Surviving the Sechelt Rapids without a dunkin
Rush hour on the Skookumchuck comes twice a day on the tide. The Pacific Ocean funnels north up Jervis Inlet into Sechelt Inlet through a narrow channel to create a foamy cauldron of whirlpools, endless waves and one of the swiftest natural currents in the world. That's why every weekend you'll find whitewater paddling enthusiasts launching their two to three-metre polyethylene plastic kayaks into 10 to 15-knot tides, riding rollers that can last for hours.
And sometimes you'll find Bryce Christie steering his 40-foot passenger boat in and out of the current so armchair adventurers can feel the tide's power in safety.
Our family has a keen sense of adventure: running with scissors, eating Timbits between meals there's not much we won't do. But when Bryce invited us aboard The Topline to ride the Skookumchuck, I was concerned. There'd be coffee and doughnuts on board, not to mention small children: Surely something might spill? After all, the native name Skookumchuck means powerful (skookum) water (chuck).

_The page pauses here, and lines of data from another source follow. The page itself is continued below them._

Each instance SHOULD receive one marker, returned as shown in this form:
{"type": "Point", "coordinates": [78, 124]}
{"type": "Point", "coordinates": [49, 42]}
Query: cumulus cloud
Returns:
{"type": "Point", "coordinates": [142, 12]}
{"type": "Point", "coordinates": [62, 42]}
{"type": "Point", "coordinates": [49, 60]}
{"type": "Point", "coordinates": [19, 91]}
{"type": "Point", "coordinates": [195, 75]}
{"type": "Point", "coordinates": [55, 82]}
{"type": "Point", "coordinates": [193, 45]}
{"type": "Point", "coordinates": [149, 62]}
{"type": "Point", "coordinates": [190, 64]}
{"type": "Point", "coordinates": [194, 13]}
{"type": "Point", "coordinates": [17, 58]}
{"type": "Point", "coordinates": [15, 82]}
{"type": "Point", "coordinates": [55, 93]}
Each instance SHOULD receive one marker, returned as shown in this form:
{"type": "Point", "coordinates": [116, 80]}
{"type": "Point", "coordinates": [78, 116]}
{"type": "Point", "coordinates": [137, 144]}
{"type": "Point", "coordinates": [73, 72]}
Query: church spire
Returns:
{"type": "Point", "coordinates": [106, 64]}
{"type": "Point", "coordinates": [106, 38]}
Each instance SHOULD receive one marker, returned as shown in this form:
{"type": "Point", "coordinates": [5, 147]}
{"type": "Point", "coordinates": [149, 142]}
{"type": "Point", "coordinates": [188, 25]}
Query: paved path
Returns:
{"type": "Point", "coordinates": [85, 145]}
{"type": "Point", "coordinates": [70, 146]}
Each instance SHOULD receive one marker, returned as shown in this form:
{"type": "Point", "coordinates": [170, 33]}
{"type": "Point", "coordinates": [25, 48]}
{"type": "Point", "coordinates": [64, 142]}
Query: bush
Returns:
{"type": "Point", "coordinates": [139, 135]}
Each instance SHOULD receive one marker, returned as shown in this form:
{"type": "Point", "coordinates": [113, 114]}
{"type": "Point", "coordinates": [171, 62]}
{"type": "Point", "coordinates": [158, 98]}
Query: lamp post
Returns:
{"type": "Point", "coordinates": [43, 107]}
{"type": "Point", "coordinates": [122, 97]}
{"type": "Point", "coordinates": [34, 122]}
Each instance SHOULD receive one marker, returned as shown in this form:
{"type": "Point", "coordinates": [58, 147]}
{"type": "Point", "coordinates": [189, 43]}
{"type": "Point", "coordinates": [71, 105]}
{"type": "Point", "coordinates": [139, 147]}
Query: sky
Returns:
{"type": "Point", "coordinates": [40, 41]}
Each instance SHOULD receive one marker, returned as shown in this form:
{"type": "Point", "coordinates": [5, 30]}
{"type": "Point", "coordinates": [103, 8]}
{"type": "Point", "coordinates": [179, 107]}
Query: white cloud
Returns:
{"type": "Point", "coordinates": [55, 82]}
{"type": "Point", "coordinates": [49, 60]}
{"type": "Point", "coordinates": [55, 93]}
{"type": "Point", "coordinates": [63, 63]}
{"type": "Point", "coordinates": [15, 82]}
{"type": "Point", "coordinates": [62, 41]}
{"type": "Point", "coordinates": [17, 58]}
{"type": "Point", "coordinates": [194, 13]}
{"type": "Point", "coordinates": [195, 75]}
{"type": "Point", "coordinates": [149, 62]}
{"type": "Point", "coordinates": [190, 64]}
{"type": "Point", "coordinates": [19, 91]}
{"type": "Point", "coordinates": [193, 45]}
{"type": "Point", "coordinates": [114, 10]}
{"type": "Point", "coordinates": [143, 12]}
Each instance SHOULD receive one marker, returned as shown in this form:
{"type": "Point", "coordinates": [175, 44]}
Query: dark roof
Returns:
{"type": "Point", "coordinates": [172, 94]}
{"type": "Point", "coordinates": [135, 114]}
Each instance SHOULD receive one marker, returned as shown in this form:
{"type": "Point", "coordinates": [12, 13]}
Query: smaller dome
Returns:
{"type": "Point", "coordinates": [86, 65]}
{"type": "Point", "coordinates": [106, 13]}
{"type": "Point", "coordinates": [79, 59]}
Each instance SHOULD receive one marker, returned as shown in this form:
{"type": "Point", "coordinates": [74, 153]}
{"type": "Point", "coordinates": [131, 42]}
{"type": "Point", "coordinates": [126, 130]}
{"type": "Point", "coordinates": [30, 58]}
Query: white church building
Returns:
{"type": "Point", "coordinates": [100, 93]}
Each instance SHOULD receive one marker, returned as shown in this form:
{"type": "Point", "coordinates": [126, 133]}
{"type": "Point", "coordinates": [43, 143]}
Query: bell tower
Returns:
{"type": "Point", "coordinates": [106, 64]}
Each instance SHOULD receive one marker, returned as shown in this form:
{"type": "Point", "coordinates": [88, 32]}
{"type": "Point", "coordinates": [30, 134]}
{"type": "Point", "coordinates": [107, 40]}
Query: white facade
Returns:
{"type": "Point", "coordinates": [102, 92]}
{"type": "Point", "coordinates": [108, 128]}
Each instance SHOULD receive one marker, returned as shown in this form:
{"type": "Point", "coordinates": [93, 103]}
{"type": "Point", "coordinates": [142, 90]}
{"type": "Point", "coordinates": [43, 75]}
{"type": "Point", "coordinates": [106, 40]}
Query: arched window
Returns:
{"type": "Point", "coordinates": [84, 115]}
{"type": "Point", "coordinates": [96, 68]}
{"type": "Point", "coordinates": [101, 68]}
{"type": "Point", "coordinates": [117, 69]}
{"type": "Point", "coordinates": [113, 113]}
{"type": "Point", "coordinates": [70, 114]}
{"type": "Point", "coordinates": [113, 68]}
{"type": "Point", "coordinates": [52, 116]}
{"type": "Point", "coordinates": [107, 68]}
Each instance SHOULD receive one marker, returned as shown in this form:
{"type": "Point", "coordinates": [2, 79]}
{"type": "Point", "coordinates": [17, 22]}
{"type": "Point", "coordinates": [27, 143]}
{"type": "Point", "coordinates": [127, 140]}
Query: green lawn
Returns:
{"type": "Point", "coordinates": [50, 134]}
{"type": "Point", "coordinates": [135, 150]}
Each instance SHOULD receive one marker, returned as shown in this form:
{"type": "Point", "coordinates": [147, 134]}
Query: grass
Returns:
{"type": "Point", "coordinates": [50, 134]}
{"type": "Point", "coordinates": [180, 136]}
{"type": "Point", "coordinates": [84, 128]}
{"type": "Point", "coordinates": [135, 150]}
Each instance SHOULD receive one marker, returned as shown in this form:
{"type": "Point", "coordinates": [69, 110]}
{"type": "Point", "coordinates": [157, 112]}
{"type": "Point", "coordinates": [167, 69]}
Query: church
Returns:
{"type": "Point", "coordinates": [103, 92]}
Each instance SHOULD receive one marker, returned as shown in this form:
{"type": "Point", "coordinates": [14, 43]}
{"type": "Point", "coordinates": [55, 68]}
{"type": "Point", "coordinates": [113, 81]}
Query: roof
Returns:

Bryce decided to break us in gently with a voyage into calmer waters via desolate islands with names that read like a who's who of British admiralty and politics: Agnew Passage, Nelson Island and Foley Head. Looming stark against a cloudless sky up Jervis Inlet was Mount Churchill on the back of Vancouver Bay. A stop at ancient petroglyphs steered us farther back into history before we cruised past the Harmony Islands on the east side of Hotham Sound.
The islands form part of a 31-hectare provincial park. Here the oysters lie as deep as the pockets of the yacht owners who visit this favourite spot in summer. One mile south of the park we passed Freil Lake Falls, which plunge into Hothman Sound from Freil Lake. Our last landmark before Skookumchuck Narrows was Miller Island, a favourite spot for basking seals sometimes a hundred at a time, according to Bryce.
"Back away from the doughnuts and watch for seals," we told the kids in fevered anticipation.
Despite a cloudless sky and perfect basking conditions, the seals were giving Miller a wide berth on this day, although we did spot about a dozen bobbing in the boat's wake, as if to taunt us.
Once in Skookumchuck Narrows, we took precautions suitable for a small boat in a 10-knot flood tide. Doughnut boxes were sealed and anchored, coffee flasks were tightened. Known to most people simply as the Skookumchuck, Bryce told us we were entering Sechelt Rapids. About a dozen kayakers were playing in the waves while two dozen more were hanging out on Roland Point, a popular viewing spot in Skookumchuck Narrows Provincial Park.
Thanks to Bryce's skill at the wheel, we were able to watch the kayakers up close, as well as experience the peculiar sensation of riding a sloping tide. It felt as if we were in a giant basin filling with water. On a three-metre tide, 200 billion gallons of water flow through the narrows, causing a difference in water levels of up to two metres between one side of the rapids and the other. We skirted Rapid Islet, the largest island in the mid-stream. Locals call it Tremble Island, such is the shudder felt through the granite on a flood tide.
Our adventuring complete, we returned to Egmont marina and the Back Eddy Pub where we later agreed that maybe we'd try kayaking the Chuck next year. Maybe.
For more information about Bryce Christie's boat tours, call 1-800-870-9055 or visit www.sunshinecoasttours.bc.ca
To view the rapids from land, follow Highway 101 to Earls Cove. About a kilometre before Earls Cove take the turnoff to Egmont Road. Follow it for about six kilometres to Skookumchuck Narrows provincial park and walk the trail to Roland Point (to view a flood tide) or North Point (to view an ebb tide).